La Carta d’intenti. Il Primariante è condotto alla sacra Carta d’intenti. Essa va sottoscritta e possibilmente imparata a memoria, ripetendola prima e dopo i pasti (ma volendo anche durante, con vivo e vibrante sprezzo del pericolo). La Carta, destinata a lasciare sulla Storia tracce paragonabili a quelle dei film di Little Tony sulla cinematografia mondiale, è divisa in più sottoparti: “Europa” (che ci guarda), “Sapere” (très chic). “Il nostro posto è in Europa” (pensavamo in Uganda). “Nessuno si salva da solo” (come disse Alberoni). “In un mondo in subbuglio” (e, oseremmo aggiungere, “popolato da goffi birbanti che fanno marameo”).
Basta un poco di Moniti e le Primarie van giù. Legittimamente provato per la lettura della Carta, il Primariante cerca conforto nella visione di una replica de L’infedele (soprattutto quando Lerner canta Contessa accompagnato allo zufolo da Vecchioni) o recitando come un salmo gli ultimi 712 moniti di Napolitano. Il cammino può così riprendere.
Appello. La sottoscrizione dell’Appello è un momento fondante per l’esistenza del Primariante. Qualcosa da raccontare ai nipotini, insieme alla Cresima e al voto Pd sullo scudo fiscale. “Ci riconosciamo nella Costituzione repubblicana, in un progetto di società di pace, di libertà, di eguaglianza, di laicità, di giustizia, di progresso e di solidarietà”. E questo è bello. “Vogliamo sconfiggere ogni forma di populismo”. E questa è una rosicata anti-grillina.
Registrarsi (o quantomeno provarci). Esaurita la fase mistico-estatica, il Primariante deve registrarsi. Dal 4 al 25 novembre. Dove? “In prossimità del seggio”. Non al seggio (banale): “in prossimità”. Il percorso diviene avvincente caccia al tesoro.

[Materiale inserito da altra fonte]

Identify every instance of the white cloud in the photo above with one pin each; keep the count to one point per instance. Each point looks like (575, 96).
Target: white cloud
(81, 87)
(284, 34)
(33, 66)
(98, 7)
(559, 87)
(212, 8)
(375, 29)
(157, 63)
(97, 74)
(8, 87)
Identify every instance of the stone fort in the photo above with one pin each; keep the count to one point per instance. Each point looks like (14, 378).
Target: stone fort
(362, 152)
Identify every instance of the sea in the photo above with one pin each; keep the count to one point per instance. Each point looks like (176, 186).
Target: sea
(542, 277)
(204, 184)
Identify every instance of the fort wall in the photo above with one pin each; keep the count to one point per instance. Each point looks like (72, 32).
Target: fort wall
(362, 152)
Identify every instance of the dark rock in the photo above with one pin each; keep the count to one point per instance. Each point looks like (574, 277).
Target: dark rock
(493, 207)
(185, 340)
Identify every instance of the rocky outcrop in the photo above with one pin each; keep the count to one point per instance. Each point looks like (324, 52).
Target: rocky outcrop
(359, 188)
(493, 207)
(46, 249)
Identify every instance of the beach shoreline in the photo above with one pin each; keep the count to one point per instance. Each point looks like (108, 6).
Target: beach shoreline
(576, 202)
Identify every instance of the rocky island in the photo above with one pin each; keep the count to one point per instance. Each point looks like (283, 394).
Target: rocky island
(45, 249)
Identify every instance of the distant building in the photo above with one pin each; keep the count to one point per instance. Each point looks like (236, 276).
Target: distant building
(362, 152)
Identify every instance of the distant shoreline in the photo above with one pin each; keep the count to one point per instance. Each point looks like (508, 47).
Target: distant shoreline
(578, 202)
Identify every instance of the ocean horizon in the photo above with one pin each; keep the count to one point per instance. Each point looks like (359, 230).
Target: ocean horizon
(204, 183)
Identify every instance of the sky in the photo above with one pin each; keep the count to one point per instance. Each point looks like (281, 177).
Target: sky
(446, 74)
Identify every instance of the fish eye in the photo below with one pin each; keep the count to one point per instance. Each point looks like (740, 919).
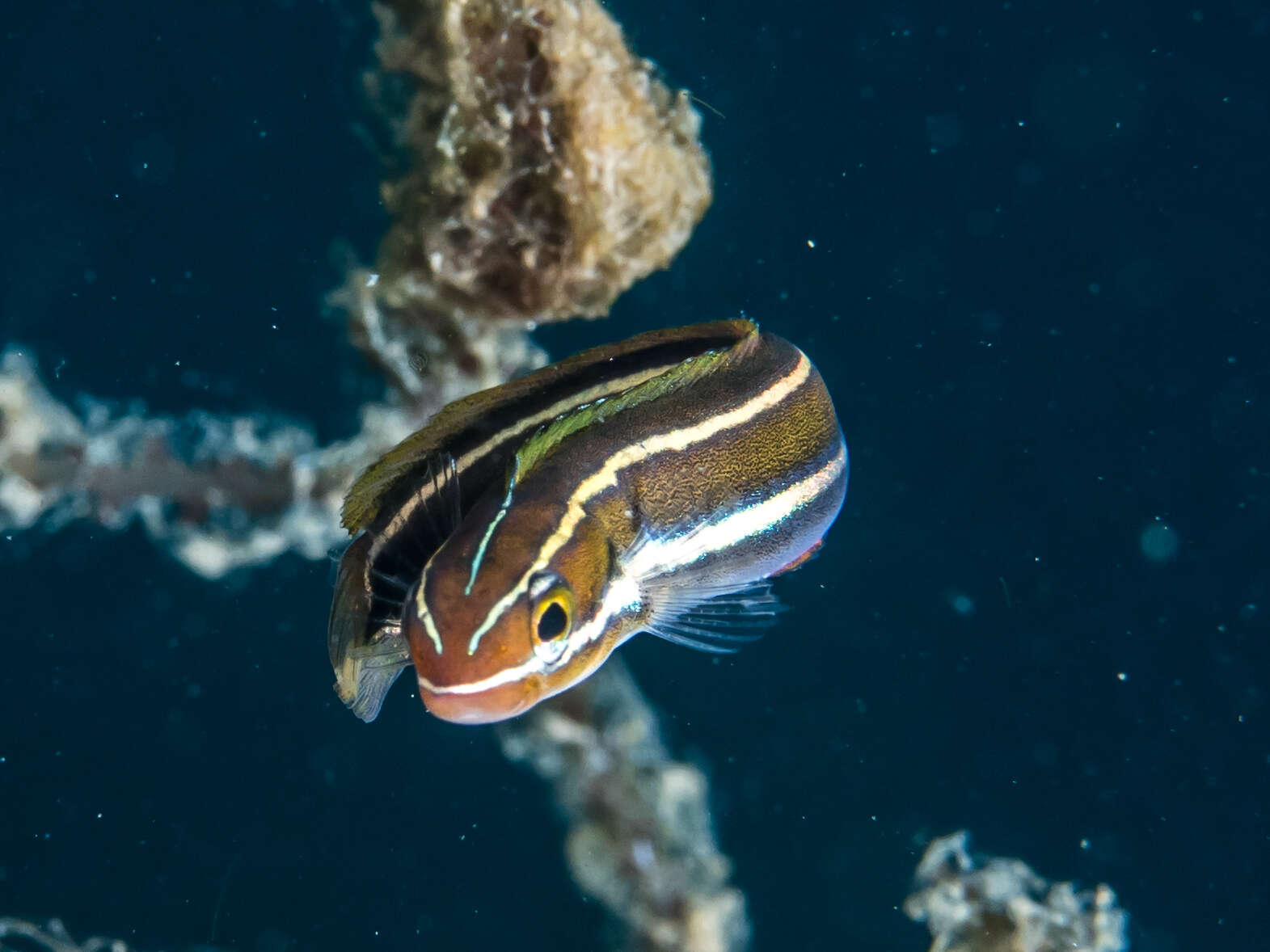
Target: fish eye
(551, 616)
(553, 622)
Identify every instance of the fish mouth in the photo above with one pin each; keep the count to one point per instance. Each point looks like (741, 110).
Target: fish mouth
(488, 706)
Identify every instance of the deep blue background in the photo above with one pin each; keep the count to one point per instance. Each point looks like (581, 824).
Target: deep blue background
(1039, 293)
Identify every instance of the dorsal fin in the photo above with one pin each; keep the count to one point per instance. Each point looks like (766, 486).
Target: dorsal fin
(473, 422)
(546, 440)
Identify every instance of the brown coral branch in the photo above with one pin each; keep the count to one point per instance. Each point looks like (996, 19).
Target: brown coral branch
(640, 838)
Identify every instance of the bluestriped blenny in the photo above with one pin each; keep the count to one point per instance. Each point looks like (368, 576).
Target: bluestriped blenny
(527, 531)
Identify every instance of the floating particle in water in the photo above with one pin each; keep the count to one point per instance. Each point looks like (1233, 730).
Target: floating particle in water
(1158, 542)
(960, 602)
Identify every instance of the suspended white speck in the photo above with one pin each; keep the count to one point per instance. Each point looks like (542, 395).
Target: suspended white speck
(1158, 542)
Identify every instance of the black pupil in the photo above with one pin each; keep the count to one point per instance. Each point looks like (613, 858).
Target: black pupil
(551, 622)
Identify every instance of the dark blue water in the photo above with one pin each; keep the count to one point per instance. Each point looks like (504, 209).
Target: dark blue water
(1027, 246)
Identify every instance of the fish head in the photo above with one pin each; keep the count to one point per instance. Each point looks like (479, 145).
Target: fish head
(513, 609)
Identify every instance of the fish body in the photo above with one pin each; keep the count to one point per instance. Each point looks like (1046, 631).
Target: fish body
(682, 470)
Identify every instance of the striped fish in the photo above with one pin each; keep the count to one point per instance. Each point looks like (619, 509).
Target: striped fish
(527, 531)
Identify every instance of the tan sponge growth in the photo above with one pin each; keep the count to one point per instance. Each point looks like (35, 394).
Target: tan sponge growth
(551, 169)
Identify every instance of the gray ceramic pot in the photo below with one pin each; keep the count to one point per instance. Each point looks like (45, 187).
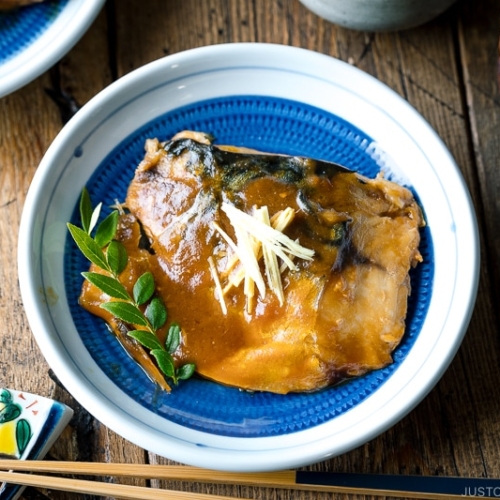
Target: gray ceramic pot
(378, 15)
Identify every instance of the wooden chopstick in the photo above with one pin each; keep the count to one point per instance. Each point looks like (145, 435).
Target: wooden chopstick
(423, 487)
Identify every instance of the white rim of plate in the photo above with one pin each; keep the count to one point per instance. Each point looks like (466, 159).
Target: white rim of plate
(427, 360)
(56, 41)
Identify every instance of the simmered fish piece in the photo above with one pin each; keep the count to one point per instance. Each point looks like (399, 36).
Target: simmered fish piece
(284, 276)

Il Primariante tenterà di iscriversi dal panettiere, dal macellaio. E ogni volta che sbaglierà, si sentirà temprato nello spirito (e nel fisico, se nel frattempo il macellaio lo avrà corcato).
Votare (ma anche no). Il Primariante ce l’ha fatta: ha votato il 25 novembre. Per farlo, ha dovuto trovarsi nel luogo di residenza (chi è in vacanza non denota sufficiente passione per la contesa) e avere 18 anni (anche se lo Statuto del Pd autorizzerebbe pure i 16enni, che però nel frattempo sono diventati renziani e quindi sgraditi).
La contrizione dei ritardatari. Chi non ha partecipato al primo turno, può iscriversi il 26 o 27 novembre. Non basta, però: il Primariante Ritardatario deve portare la giustificazione. Come a scuola (“Coloro che dichiarino di essersi trovati, per cause indipendenti dalla loro volontà, nell’impossibilità di registrarsi”). Svariato il novero di giustificazioni. “Franceschini mi tirava gli aeroplanini di carta dall’ultimo banco”; “La Serracchiani mi ha rubato i sandali fucsia”; “Livia Turco ci ha provato durante l’ora di religione”; “Volevo venire il 25 novembre, poi però all’ultimo momento ho preferito andare a cena con Penati”.
Rehab. Il Primariante ha votato. Poi però, con gli anni, subisce una mutazione. Magari ha un rigurgito populista (Satana non fa sconti). E non si sente più di centrosinistra. Un bel guaio, perché nel frattempo si ritrova iscritto nell’Albo degli elettori; ha sottoscritto un Appello; ha messo in camera il poster di Orfini nudo. Come uscirne? Urge una disintossicazione. Un graduale reinserimento nella società. Una Pd-Rehab. In bocca al lupo.